Nonverbal Predication and Copulas in UD v2
The treatment of copula constructions (non-verbal intransitive predication) is quite diverse in the current version of the treebanks (see table below for the status quo). In order to provide more concrete guidelines and to achieve better consistency cross-lingually and within a single language, we propose the following changes in v2:
- The
cop
relation is restricted to function words (verbal or nonverbal) whose sole function is to link a nonverbal predicate to its subject and which do not add any meaning other than grammaticalized TAME categories (only one word in most languages). - The range of constructions that are analyzed using the cop relation is subject to language-specific variation but can be identified using universal guidelines specified below.

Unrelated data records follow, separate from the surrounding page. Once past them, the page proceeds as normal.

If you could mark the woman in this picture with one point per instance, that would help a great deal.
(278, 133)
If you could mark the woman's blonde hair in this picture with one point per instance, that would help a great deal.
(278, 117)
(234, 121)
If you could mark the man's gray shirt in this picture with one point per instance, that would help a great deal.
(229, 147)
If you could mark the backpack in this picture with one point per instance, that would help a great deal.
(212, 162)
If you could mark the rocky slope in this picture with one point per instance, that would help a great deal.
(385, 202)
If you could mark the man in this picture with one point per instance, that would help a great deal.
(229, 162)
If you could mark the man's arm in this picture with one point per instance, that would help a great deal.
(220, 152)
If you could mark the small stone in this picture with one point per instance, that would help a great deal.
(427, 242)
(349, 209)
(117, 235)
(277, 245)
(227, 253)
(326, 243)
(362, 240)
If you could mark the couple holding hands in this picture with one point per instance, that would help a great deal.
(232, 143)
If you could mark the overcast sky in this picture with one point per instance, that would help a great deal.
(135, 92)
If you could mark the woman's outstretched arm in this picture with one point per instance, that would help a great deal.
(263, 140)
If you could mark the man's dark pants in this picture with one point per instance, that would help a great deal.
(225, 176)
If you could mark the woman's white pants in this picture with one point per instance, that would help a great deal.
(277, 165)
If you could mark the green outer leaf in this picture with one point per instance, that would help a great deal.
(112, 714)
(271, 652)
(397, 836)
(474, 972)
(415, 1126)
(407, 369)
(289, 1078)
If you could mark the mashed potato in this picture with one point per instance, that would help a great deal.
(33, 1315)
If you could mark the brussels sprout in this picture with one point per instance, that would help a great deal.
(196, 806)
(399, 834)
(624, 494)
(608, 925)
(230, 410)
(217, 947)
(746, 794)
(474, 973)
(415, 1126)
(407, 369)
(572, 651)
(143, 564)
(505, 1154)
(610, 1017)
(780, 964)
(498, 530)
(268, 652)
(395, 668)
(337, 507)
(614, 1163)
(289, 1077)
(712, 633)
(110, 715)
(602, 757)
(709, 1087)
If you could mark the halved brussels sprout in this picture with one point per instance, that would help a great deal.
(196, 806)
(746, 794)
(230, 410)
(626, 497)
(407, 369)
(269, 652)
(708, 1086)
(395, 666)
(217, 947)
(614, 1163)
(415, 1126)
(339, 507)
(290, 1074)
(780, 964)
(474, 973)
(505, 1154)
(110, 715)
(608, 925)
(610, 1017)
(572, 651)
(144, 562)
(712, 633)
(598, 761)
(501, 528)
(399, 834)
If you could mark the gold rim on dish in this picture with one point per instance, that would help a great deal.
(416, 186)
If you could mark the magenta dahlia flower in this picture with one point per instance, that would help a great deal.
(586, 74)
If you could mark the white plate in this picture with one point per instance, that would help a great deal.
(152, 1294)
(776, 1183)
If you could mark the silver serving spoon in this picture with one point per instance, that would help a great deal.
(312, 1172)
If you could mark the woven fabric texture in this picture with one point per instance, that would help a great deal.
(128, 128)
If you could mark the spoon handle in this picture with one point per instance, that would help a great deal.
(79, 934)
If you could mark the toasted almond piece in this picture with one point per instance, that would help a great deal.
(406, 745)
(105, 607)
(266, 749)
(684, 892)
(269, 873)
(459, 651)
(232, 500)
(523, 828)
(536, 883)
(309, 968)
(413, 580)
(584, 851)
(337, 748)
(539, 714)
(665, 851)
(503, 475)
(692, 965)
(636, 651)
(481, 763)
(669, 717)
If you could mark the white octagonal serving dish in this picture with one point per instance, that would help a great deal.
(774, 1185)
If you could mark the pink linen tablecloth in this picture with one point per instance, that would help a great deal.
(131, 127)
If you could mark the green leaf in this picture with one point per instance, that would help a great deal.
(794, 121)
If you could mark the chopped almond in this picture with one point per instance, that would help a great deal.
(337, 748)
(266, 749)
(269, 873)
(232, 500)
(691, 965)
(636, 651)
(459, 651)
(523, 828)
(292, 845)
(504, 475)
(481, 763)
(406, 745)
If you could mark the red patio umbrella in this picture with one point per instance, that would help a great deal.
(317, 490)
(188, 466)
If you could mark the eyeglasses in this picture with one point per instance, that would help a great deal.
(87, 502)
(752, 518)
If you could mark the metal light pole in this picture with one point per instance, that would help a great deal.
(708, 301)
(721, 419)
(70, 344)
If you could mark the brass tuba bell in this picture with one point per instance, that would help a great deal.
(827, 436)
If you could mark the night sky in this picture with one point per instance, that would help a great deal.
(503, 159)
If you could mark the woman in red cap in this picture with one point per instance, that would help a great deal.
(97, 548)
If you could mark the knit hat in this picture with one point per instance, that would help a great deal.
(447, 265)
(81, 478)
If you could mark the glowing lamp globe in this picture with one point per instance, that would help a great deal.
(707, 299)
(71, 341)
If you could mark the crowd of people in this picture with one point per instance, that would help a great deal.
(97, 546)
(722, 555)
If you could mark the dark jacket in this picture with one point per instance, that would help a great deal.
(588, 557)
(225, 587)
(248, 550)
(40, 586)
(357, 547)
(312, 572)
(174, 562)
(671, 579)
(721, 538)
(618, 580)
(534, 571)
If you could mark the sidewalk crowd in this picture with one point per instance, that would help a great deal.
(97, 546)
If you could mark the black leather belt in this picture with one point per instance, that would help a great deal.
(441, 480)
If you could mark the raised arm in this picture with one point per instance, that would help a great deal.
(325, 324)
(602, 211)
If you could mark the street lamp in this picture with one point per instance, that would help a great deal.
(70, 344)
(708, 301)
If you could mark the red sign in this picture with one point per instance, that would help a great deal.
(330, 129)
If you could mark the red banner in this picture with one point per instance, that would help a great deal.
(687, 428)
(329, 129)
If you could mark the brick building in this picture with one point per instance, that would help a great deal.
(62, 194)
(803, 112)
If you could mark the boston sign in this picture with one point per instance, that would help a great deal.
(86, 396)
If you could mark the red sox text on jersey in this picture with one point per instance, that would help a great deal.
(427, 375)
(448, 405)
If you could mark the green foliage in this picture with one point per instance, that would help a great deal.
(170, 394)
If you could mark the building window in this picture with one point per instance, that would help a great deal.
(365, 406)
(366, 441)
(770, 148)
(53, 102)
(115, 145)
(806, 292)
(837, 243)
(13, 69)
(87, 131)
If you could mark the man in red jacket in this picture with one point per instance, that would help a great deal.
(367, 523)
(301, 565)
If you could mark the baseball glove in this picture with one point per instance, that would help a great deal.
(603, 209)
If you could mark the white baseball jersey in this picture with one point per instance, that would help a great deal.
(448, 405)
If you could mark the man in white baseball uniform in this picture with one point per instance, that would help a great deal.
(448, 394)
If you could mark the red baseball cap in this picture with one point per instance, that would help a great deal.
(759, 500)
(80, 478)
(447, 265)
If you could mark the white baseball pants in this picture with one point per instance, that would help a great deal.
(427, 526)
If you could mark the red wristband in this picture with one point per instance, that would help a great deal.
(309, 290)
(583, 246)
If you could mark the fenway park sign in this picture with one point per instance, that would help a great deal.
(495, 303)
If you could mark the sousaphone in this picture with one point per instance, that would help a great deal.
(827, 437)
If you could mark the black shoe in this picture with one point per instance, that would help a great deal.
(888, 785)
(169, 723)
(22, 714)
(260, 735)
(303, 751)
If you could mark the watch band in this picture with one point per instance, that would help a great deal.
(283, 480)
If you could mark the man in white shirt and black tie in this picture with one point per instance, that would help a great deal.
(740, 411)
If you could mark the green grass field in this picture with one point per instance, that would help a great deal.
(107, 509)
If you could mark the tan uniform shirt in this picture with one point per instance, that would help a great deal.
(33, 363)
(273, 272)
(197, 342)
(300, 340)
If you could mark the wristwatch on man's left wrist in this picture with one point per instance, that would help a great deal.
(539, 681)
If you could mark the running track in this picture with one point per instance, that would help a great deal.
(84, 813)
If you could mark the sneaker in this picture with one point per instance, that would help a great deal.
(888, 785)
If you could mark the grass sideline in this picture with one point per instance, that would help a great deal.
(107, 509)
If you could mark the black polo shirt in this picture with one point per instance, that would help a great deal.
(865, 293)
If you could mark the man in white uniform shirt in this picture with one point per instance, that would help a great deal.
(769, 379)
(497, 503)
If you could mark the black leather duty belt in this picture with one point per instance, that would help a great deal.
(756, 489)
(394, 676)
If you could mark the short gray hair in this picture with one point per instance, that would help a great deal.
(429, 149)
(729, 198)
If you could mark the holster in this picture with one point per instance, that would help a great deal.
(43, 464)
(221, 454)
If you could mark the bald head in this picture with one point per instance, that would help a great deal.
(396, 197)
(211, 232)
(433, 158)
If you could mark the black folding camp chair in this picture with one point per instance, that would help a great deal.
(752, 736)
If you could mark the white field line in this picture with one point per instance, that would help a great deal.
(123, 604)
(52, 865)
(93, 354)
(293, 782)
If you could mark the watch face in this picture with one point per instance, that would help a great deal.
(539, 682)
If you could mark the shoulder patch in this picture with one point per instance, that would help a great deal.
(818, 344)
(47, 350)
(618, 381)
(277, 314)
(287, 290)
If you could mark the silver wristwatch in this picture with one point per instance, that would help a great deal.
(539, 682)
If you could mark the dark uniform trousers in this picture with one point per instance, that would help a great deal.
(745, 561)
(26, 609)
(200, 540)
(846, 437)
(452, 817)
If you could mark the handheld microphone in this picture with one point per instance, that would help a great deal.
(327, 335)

Problems with the current copula analysis
The main problem is the lack of standardisation. Leaving aside the Galician example, which appears to be a conversion error, the Spanish treebank has over 229 verbs with the cop
relation, where the Swedish treebank has one.
Éste quedó sorprendido . \n He was/stayed surprised
cop(sorprendido, quedó)
nsubj(sorprendido, Éste)
Han blev överraskad . \n He was/became surprised
nsubj(blev, Han)
xcomp(blev, överraskad)
Treebanks differ in if they treat the PP/case-marked nominal as head, in Swedish it is head, while in Finnish it is dependent:
Hon är i huset
nsubj(huset, Hon)
cop(huset, är)
Se on talossa
nsubj(on, Se)
nmod(on, talossa)
There is also variation within a language, for example, the existential construction with copula in English:
There is a book on the table .
expl(is, There)
nsubj(is, book)
Compared to the bare copula:
A book is on the table .
nsubj(table, book)
cop(table, is)
We also do not provide a consistent analysis when one side of the copula is a clause:
The important thing is to keep calm
nsubj(is, thing)
ccomp(is, keep)
Guidelines for UDv2
In order to achieve a more consistent treatment of nonverbal predication in v2, we first define six categories of nonverbal predication that can be found cross-linguistically (with or without a copula):
- Equation (aka identification): “she is my mother”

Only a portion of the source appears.